Œuvre réalisée dans le cadre de l’exposition Porosité pour le Musée gallo-romain, Villa Loupian. Une grande jarre qui semble porter à son cou des poids et des contre-poids qui la maintiennent en équilibre. Chaque petite amphore en forme de cœur humain est attachées à des roches prélevées autour du site de la Villa. Rappelant nos liens au sous-sol…

être poreuses…

À travers ces contenants poreux on peut reconnaitre des traits d’un visage, asséchés ou en partie effacés… Ces contenants prennent la forme d’une tête légèrement décharnée, car elles ont été produites grâce à un estampage qui lors d’une performance, écrasait les parties molles du visage de l’artiste. La fiole, la cruche ou encore l’amphore se confondent ici à l’humain. Le vivant apparait dans les traces des artefacts qui restent sur le site archéologique de la Villa Loupian et il se transforme en objet du passé. Nos corps, telles des poteries, reposent dans ces espaces, dans un temps long. Ils sont alors aussi solides que des tessons, aussi poreux que les amphores non poissées.

Je suis la forêt que tu pénètres

Je suis la forêt que tu pénètres, pour se confondre l’un dans l’autre… Puis reconnaitre sur les rondins des « vulves d’arbres » prélevées en forêt mais aussi des branches et des cornes aux formes légèrement phalliques. Cependant, ces concrétions ne sont ni féminines, ni masculines, ni minéral, ni végétal. Elles ne sont que des traversées, des interpénétrations de différentes matières de grès, de bois, de corne pour finalement devenir quelque chose de précieux et nous apparaître à travers du bronze.

Ravaler ses humeurs noires

Ravaler ses humeurs noires, 2018, grès et porcelaines, installation de huit éléments de dimensions diverses placées au sein d’un étang envasé à Vernand (Festival Polycultures, mai 2018).

L’œuvre crée l’illusion que l’on draine la vase, que l’on filtre dans le secret les humeurs noires de ce  paysage désolé. Les sucs produits par ce curage expriment ce sentiment de mélancolie avec ces larmes recueillies dans des porcelaines fines et délicates. Cet ensemble en céramique présente ainsi un circuit fermé donnant la sensation que ces concrétions organiques consomment directement ce qu’elles produisent, qu’elles transforment la bile noire en mélasse douceâtre

L’abbatage

Quantité de laine rouge qui s’extrait des cages à oiseaux, faisant apparaître des niveaux de pourpre, de bordeaux, de cramoisi… comme s’il s’agissait de sang séché.

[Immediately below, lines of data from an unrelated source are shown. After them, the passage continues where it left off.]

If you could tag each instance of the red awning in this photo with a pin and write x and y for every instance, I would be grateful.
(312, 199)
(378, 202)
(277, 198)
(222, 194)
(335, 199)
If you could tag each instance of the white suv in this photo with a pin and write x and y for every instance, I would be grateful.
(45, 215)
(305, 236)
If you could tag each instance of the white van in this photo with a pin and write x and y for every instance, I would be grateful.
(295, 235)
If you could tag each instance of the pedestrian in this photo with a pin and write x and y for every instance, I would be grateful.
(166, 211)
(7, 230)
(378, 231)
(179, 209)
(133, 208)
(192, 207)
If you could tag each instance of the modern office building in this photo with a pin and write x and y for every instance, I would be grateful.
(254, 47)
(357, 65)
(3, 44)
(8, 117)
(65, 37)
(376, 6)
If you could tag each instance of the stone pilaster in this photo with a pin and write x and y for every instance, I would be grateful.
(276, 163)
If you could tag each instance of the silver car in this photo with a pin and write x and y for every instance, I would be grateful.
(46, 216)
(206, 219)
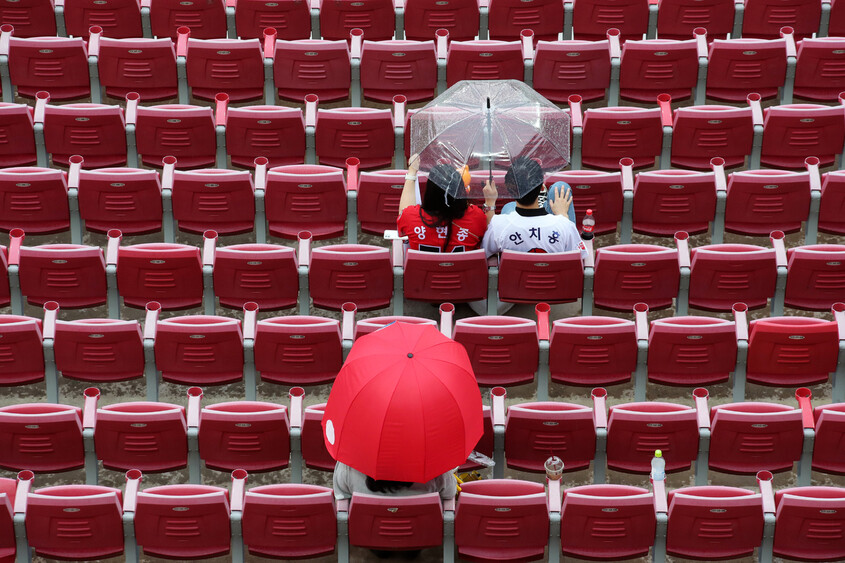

Détournement des éléments de ferme, Résidence en milieu rural, Dompierre sur Besbre.

Branches, éléments de performance

Branche ligotée présentant des protubérances buboniques, des parasites qui peuvent rappeler la forme d’un champignon, d’un polypore sur du bois mort.

Eléments participants à la performance Berceuse, résidence Est-Nord-Est, Saint Jean Port Joli, Québec.

Hommage à San Antonio

 Hommage aux désirs et à la fragilité des hommes, aux propos de San Antonio lorsqu’il dit que la chose la plus légère au monde est un sexe masculin, car une seule pensée suffit à le soulever ! Ici, un ballon d’hélium tient la sculpture érigée pendant un temps…

La prière au renard

La coquette est crucifiée et le renard est vénéré par le reste des gallinacées. Inspiration d’une comptine et détournement d’objet pour la résidence en milieu rural de Dompierre sur Besbre.

Tapis rouge

Mise à mort d’un édredon sur échafaud. Détournement des éléments de literie, Résidence en milieu rural, Dompierre sur Besbre.

Fruits défendus – Les chayottes

Moulages en plâtre patiné, réalisés à partir d’une chayotte, fruit exotique issu d’une plante vivace de la famille des cucurbitacées. Seulement le haut du fruit est reproduit pour créer une masse autonome qui confond la commissure des lèvres et les renflements d’un pubis, à la fois tendre et menaçant.Ensemble de 28 éléments présentés dans une caisse de pommes.